EXTREME OPS: The Boston Red Sox yesterday traded third baseman Shea Hillenbrand to the Arizona Diamondbacks for starter/closer Byung-Hyun Kim, marking the first major deal of Theo Epstein’s tenure as Bosox general manager. The deal, in Boston and elsewhere (such as Rob Neyer’s column) has gotten rapturous reactions, with Neyer even absurdly likening it to Boston’s infamous trade of Jeff Bagwell for Larry Andersen.
Now despite acquiring a player whose most memorable career moment up to this point was a two-night meltdown in Yankee Stadium, I feel as though this trade has a very good chance of working out well for the Red Sox. But at the same time I can’t help noticing that Hillenbrand is getting the shaft, just has he has gotten the shaft, really, ever since coming out of nowhere to become the Sox’ starting third baseman two years ago.

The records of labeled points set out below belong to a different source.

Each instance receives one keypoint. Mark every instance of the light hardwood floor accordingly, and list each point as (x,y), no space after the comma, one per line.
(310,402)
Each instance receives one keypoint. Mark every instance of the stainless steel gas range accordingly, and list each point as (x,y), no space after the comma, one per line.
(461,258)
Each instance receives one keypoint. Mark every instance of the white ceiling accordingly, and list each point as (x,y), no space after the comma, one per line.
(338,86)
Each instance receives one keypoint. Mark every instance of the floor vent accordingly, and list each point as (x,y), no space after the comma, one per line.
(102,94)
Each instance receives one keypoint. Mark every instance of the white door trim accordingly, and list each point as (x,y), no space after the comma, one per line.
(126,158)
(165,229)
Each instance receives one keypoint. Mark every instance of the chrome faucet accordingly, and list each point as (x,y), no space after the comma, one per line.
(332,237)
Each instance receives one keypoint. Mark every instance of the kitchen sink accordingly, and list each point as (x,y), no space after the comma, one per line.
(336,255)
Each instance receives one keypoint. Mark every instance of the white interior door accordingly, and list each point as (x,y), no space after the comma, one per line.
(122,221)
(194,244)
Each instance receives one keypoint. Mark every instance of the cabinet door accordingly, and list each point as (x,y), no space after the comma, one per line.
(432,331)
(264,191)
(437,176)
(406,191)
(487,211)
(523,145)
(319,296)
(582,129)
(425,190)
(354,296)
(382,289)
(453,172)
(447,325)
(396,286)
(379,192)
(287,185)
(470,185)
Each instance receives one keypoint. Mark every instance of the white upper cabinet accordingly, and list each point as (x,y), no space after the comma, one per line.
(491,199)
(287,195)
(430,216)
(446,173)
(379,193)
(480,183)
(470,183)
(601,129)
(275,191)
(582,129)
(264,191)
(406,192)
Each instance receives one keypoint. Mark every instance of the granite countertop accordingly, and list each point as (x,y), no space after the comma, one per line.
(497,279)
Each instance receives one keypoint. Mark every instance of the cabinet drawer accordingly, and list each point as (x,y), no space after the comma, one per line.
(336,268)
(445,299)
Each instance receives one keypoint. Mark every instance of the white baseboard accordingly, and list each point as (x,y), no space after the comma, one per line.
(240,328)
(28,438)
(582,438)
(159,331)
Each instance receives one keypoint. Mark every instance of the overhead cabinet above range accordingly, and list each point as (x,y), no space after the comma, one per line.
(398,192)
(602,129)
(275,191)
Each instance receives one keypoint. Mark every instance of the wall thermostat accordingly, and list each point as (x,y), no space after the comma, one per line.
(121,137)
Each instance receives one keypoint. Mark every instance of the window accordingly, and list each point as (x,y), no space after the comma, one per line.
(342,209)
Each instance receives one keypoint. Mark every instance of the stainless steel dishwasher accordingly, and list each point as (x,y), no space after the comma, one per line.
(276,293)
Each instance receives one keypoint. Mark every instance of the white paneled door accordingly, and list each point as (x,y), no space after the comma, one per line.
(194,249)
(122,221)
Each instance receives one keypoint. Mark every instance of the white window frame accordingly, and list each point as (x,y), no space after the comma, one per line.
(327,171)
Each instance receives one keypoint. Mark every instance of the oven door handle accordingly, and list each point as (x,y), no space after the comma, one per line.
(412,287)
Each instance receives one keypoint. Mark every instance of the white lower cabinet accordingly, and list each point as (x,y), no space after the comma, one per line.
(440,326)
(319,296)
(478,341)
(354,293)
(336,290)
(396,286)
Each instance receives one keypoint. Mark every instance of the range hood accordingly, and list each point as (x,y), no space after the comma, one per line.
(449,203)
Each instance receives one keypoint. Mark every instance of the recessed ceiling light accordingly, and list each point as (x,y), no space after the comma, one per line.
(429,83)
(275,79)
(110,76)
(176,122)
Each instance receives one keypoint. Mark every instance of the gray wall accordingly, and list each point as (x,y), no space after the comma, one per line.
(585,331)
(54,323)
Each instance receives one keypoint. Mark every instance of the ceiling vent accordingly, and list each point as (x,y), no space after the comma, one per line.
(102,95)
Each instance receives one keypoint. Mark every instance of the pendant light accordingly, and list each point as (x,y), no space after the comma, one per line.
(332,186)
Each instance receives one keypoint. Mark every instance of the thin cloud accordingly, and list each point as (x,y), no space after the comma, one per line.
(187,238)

A rarity in Boston in recent years- a homegrown prospect who became a regular and produced at the big league level- Hillenbrand has been nothing but an exemplary player for his whole career in Beantown- yet the Sox have been tried desperately to unload him for as long as anyone can remember. Why? The Cult of Sabermetrics, that’s why. The fascinating yet very unproven method of statistical theory favored by Epstein (and more or less invented by Sox adviser Bill James) caused the Red Sox to brand the low-OPS Hillenbrand as essentially worthless, and thus he’s been shipped out.
I’m not saying I don’t at least partially buy into the sabermetric phenomenon- clearly, it’s right a lot of the time. But I think it’s bad for the game to consider OPS and other “new math” stats the be-all-and-end-all of judging talent, especially considering that exactly zero teams have ridden sabermetrics to a championship, and exactly one team (Oakland) has become a consistant winner because of it. So if Shea Hillenbrand becomes a perennial All-Star with the D-Backs while Kim blows it against the Yankees in September, don’t say I didn’t warn you.

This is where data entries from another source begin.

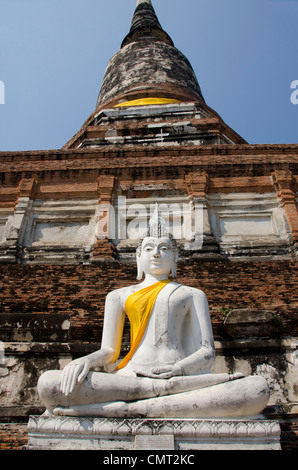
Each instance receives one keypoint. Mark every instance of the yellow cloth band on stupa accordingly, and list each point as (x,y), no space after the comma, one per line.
(147,101)
(138,308)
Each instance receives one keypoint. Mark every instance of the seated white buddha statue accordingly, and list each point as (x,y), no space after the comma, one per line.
(166,373)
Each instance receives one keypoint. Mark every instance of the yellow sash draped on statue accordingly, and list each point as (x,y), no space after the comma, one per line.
(138,308)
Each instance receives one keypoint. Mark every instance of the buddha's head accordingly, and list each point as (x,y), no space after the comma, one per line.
(157,252)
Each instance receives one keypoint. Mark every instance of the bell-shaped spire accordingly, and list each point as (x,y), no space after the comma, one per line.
(145,24)
(148,65)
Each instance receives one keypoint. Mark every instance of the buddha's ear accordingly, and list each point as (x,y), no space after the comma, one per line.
(174,268)
(139,265)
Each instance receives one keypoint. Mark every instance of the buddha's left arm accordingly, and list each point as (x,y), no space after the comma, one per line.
(202,359)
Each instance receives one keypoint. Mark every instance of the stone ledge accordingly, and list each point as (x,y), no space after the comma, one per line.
(61,433)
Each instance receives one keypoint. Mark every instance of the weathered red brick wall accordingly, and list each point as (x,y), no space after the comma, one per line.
(80,291)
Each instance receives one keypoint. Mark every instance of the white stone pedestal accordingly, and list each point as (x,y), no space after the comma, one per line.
(70,433)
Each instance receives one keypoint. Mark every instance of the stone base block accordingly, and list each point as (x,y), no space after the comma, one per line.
(69,433)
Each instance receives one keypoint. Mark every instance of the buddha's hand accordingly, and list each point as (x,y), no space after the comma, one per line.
(162,372)
(74,373)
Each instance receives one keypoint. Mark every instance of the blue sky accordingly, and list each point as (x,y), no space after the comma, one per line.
(53,54)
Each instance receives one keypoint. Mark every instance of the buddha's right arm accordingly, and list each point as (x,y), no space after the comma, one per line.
(77,370)
(114,318)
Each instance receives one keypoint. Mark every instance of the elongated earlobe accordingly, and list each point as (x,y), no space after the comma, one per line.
(174,268)
(140,270)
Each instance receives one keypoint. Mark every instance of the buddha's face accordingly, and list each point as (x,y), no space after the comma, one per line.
(157,256)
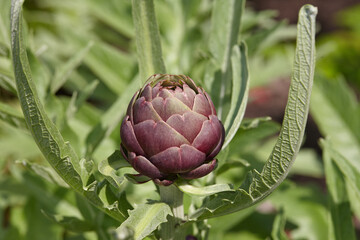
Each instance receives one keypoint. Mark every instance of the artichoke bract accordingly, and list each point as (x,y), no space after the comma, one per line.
(171,130)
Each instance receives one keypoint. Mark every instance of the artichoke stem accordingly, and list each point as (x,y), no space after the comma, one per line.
(174,198)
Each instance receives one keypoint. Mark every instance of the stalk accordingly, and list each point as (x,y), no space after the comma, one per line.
(174,198)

On top of that, there’s a certain elitism, I think, associated with sabermetric triumphalism: now, all of a sudden, according to most sportswriters these days, the world’s primary baseball experts aren’t coaches or managers or scouts, but rather guys with masters degrees from Harvard (Yale, in Epstein’s case) who’ve never set foot on a baseball field in their lives. All of sudden, the old archetype of the baseball card-collecting, boxscore-reading baseball fan going with Dad to games has given way to the guy who approaches baseball the way others would regard astrophysics.
I’m about to read “Moneyball” (like Gleeman, I’m planning to do so in one sitting); I’ll let you know if it changes my mind.